How Has the Pandemic Magnified IPV?
The pandemic caused Intimate Partner Violence to be more prevalent. This is due to many factors. Any abusive relationship thrives in isolation. Lockdowns made isolation possible. The abuser can take more control of the victim when the latter has no physical means to leave. Limited social connections also made it harder to ask for help. Loved-ones also find it harder to spot that something is amiss.
Also, the pandemic caused stress levels to reach new heights. Tension about work and finances can take a toll on a person. When they cannot release it in a healthy way, they vent their frustrations on their household.
Alcohol use is another factor that contributes to domestic violence. Due to the pandemic, some people may resort to drinking to forget pressing matters. But, as they do, even their self-control and ability to think well are get affected.
How Can One Break Free from IPV?
Pandemic or none, what the victim should realize is that they do not deserve to be in such a situation. Breaking free from domestic violence starts with the conviction that it should end.
The first line of support for them should be their family and friends. A victim of domestic violence should find a trusted person or group of people to seek help. What is notable with these situations is that they cannot ask for help outright. The abuser can have a clue and hinder such appeals for help. It is essential, then, to develop a code that signals to others that one needs help. It could be a phrase in the case of calls or a hand signal during video calls.
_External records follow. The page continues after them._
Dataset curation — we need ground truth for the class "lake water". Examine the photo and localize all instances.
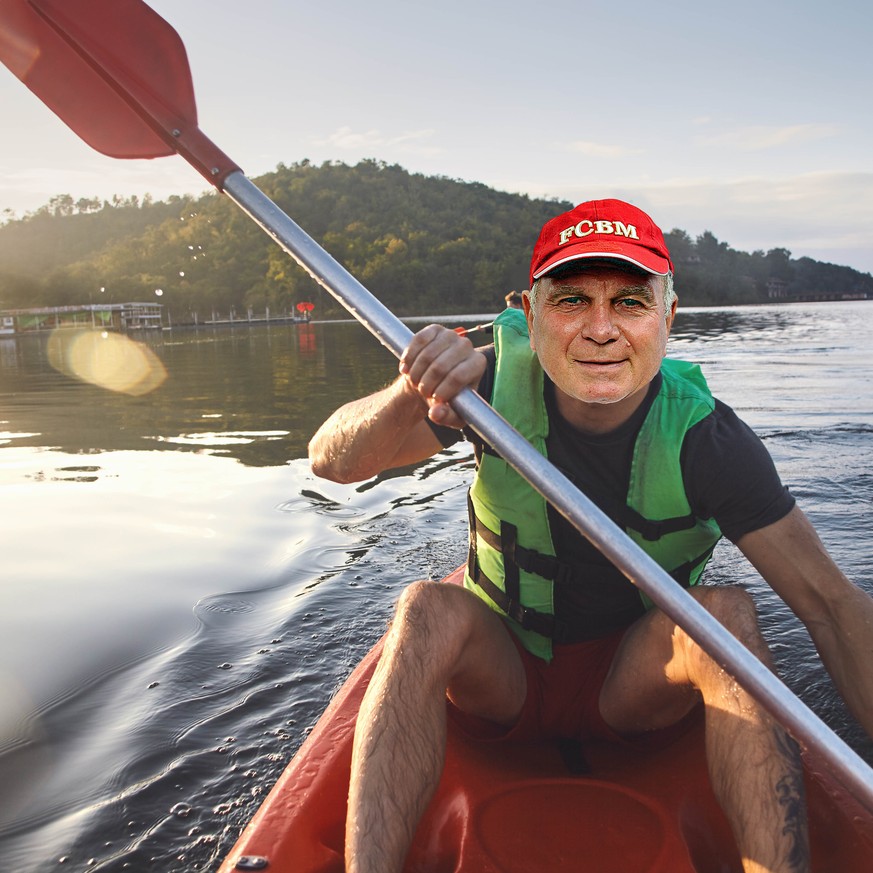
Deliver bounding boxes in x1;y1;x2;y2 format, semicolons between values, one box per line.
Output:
0;302;873;873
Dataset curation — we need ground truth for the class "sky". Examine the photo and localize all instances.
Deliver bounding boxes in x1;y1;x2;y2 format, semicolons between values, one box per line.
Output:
0;0;873;272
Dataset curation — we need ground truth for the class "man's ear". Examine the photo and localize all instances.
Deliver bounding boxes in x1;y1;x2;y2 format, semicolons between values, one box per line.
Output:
667;297;679;336
521;291;537;351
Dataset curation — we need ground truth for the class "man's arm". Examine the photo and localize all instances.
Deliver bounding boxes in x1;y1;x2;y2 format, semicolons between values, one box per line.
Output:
309;324;485;482
737;506;873;737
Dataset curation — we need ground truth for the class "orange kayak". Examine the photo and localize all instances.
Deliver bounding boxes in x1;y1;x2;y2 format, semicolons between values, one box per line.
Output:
219;570;873;873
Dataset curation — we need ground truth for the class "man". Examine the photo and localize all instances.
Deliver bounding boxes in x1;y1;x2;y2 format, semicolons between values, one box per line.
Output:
310;200;873;873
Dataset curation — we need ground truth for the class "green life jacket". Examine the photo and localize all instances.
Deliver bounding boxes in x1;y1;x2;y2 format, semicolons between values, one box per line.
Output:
464;309;721;660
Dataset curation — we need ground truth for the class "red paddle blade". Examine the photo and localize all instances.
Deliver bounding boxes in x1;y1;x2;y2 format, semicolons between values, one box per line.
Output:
0;0;237;185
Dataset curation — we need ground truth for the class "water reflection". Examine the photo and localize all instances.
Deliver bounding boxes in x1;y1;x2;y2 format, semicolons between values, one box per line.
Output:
0;303;873;871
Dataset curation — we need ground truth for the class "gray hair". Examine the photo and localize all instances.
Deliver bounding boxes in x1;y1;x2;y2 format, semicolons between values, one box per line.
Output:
528;273;676;318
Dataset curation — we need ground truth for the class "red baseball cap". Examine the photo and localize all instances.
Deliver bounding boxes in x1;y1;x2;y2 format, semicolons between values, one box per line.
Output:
530;200;673;285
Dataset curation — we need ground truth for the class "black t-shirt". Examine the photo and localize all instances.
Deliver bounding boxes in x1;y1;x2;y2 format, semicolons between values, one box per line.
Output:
431;347;795;638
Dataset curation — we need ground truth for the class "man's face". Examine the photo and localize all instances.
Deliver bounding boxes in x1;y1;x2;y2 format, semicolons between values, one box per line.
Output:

Victims of IPV should also have access to authorities. Calling the police is a quick way for them to get out of a dangerous situation. But it may not be possible to get the abuser to be behind bars in an instance. These cases must pass through due process. The victim should not be afraid to seek legal help. Their abuser must face lawful consequences for what they have done.
The last step to break free from IPV is to allow restoration and healing. Mental health professionals can assist victims to deal with the trauma. Know that this situation is nothing to be ashamed of. There are support groups where victims of IPV share their journeys. Seeing others overcome this dark phase of their lives help a person deal with their hurts. Individual counseling is also beneficial.
The pandemic is still out there. The threat of new lockdowns is still looming. Even without strict lockdowns, social interactions are fewer compared to pre-pandemic days. Do not let these circumstances encourage an abuser to take control of you. Domestic violence should not be part of the new normal. People should not tolerate any acts of abuse.